I stood there, frozen, staring at the place where he had been. Then the tears came again, falling one by one, each one sharper than the last.
CHAPTER TWENTY ONE
WILLIAM
The night was quiet save for the hum of the torches above the front towers. My shift had ended, yet my thoughts refused to rest.
Elara. Or rather, Princess Iris.
The name felt heavy on my tongue, like a truth I had never asked to taste. I had stood there for hours, staring into the dark, but every time I tried to push her from my mind, she returned. The memory of her voice. Her smile. The way she looked at me when she lied.
My stomach twisted. I clenched my jaw, trying to force the thought away. The sweet, soft-spoken healer I thought I knew had been a lie from the start. I had opened up to her, let her in, and all the while she had been the one person in this kingdom I was sworn to protect above all else.
The sound of footsteps pulled me from my thoughts. Another guard approached, nodding to signal the change of shift. I gave a brief nod in return and stepped aside, barely trusting my voice to speak.

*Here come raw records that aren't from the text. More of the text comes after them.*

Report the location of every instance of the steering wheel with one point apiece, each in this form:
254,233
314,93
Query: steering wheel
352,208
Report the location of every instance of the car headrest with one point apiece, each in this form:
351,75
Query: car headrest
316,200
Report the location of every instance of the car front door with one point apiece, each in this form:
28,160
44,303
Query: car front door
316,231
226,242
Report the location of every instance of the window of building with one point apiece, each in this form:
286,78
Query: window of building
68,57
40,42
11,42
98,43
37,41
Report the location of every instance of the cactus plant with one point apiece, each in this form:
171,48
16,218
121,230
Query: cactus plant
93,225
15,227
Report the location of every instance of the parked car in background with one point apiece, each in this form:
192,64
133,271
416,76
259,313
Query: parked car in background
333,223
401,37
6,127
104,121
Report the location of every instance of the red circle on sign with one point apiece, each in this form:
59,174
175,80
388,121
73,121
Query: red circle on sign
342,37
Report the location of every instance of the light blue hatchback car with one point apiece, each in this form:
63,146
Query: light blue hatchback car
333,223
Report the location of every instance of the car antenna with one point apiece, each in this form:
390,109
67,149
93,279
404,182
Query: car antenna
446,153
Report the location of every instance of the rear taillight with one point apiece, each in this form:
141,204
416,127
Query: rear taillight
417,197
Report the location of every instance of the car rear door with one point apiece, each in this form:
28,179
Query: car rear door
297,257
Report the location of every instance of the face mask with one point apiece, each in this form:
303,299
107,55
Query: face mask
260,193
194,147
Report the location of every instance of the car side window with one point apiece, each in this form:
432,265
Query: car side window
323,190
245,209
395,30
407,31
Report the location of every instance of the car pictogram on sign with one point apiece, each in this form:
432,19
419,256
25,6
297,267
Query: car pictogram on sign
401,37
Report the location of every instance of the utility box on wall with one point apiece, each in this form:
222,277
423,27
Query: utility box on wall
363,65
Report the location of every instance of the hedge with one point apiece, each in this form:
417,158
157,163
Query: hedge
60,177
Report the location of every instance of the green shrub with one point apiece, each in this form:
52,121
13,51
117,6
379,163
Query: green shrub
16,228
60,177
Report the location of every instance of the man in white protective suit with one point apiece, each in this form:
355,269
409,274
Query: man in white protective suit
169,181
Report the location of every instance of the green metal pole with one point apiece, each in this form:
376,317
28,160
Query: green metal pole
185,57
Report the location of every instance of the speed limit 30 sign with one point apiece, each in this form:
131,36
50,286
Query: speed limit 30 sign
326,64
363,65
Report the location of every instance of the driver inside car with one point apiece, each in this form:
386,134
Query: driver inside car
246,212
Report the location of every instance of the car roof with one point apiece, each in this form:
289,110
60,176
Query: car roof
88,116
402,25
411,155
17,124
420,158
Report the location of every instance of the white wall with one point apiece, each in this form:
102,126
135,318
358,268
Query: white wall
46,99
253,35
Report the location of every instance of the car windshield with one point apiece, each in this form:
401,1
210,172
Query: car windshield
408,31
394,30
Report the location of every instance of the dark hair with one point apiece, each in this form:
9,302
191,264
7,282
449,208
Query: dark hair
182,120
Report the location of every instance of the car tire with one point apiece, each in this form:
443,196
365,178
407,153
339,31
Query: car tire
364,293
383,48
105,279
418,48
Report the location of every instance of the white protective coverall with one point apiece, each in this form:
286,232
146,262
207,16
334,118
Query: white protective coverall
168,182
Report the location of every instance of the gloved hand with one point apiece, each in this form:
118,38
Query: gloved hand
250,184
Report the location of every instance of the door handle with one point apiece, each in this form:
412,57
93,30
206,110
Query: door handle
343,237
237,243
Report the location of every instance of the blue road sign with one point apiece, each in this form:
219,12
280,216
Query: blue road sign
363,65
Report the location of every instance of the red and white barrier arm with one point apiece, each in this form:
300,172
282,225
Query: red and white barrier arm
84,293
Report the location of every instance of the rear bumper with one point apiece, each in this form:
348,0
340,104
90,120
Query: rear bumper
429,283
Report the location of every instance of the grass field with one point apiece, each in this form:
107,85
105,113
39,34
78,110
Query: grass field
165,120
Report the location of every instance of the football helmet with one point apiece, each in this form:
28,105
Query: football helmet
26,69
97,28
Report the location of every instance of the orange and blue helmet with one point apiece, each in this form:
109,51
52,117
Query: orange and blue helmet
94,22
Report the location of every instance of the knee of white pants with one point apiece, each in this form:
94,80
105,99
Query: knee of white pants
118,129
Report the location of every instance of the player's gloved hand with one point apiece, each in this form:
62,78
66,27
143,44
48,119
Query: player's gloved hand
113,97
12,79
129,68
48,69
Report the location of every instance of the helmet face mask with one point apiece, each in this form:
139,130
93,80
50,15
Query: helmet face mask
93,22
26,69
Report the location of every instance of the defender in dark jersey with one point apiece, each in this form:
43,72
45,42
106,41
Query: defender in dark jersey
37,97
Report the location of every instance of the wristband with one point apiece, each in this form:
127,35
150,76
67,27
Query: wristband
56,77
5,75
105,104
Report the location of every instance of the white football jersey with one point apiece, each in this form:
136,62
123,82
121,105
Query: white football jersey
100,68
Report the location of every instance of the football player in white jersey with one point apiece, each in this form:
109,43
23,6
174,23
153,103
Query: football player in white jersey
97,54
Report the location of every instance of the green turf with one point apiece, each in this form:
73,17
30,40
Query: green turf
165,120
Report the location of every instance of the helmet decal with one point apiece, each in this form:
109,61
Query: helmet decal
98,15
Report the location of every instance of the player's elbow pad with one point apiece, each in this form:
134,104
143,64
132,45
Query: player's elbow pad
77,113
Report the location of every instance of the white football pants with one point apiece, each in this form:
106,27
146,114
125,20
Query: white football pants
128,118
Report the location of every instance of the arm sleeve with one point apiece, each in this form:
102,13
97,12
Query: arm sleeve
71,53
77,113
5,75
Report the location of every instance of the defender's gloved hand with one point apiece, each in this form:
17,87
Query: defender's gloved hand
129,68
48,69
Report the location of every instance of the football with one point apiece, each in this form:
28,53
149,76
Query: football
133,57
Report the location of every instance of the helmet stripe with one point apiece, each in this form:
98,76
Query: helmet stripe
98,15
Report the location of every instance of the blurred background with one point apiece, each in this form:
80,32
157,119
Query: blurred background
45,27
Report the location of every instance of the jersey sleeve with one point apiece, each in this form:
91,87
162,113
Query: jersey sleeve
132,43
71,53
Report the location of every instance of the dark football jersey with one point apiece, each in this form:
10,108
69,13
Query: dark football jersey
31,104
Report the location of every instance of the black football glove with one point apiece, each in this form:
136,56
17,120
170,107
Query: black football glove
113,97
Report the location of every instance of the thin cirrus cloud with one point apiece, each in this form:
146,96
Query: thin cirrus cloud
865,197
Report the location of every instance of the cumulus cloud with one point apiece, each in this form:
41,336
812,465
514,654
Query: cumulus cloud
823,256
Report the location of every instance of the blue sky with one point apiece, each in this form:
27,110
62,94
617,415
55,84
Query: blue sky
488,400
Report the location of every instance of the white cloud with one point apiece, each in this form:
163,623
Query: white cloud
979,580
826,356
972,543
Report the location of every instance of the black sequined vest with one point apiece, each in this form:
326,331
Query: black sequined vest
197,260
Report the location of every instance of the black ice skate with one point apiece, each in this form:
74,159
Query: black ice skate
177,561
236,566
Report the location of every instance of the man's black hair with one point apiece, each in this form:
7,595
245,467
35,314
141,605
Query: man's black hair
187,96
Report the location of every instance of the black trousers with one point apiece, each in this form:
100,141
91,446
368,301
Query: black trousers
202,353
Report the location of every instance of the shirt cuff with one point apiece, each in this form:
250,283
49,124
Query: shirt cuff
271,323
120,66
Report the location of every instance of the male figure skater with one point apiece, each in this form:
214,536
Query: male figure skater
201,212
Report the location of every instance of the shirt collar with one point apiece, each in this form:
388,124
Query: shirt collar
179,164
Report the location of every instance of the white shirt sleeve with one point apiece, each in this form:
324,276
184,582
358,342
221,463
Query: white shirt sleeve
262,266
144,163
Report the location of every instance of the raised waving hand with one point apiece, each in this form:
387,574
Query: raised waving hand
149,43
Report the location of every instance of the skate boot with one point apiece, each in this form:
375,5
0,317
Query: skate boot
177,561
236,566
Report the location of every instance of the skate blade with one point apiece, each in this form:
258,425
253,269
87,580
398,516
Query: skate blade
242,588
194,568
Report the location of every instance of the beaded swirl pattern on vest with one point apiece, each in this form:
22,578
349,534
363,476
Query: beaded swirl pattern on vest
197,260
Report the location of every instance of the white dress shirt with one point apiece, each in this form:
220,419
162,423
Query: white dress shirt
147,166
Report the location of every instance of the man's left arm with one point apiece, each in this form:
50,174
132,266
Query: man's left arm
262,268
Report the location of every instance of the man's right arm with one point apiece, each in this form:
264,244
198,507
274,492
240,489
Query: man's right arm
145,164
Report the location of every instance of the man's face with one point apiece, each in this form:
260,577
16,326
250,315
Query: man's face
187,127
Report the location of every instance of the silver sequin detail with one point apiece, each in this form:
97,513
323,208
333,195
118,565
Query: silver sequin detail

The corridor was still when I walked back toward the barracks. My boots echoed against the stone floor, slow and heavy. The air felt thicker the farther I went, as if the castle itself was watching. My anger burned low and steady, but beneath it, something worse
lingered. Hurt.
Every step hurt more than it should have.
I had cared for her. Not the princess. Not the heir to the throne. Just her. The girl who laughed by the river. The one who read from an old book and looked at me like I was something more than a knight.
Now I couldn’t tell which parts of her were real.
When I reached the end of the corridor, the barrack doors came into view. I was too lost in thought to notice anything at first, too caught in the ache of what I had just learned. Then I stopped.
She was there.
At first, I thought the light was playing tricks on me. But then she moved slowly, and the torchlight caught her face.
Princess Iris.
The title felt strange even in my head. It didn’t fit her the wayElaradid. But she stood in front of the door, pale in the torchlight, her long white gown brushing the stone floor. Her hair was loose and slightly tangled, and her cheeks were streaked with what looked like dried tears.
For a long moment, neither of us moved. I couldn’t. My pulse quickened, and my chest tightened with something I couldn’t name. The part of me that still ached for her fought the part that wanted to turn away.
“William,” she said quietly. Her voice was soft, broken at the
edges.
Hearing it again did something to me. It shouldn’t have, but it did. I looked at her, but the words wouldn’t come. The anger that had felt clear hours ago was tangled now, dulled by the sight of her.
She took a hesitant step closer, her fingers twisting in the fabric
of her gown. “Please,” she said. “Just listen to me.”
Her eyes were red and tired, but there was something in them. Something that looked too much like hurt. It made it hard to look away.
I drew in a slow breath, steadying myself. “You shouldn’t be here, Princess.”
She flinched at the word. “Don’t call me that. Not when it’s just
us.”
My jaw tightened. “That’s who you are, isn’t it?”
Her lips parted, as if she wanted to argue, but she didn’t. The silence stretched between us, filled only by the sound of the torches crackling along the wall.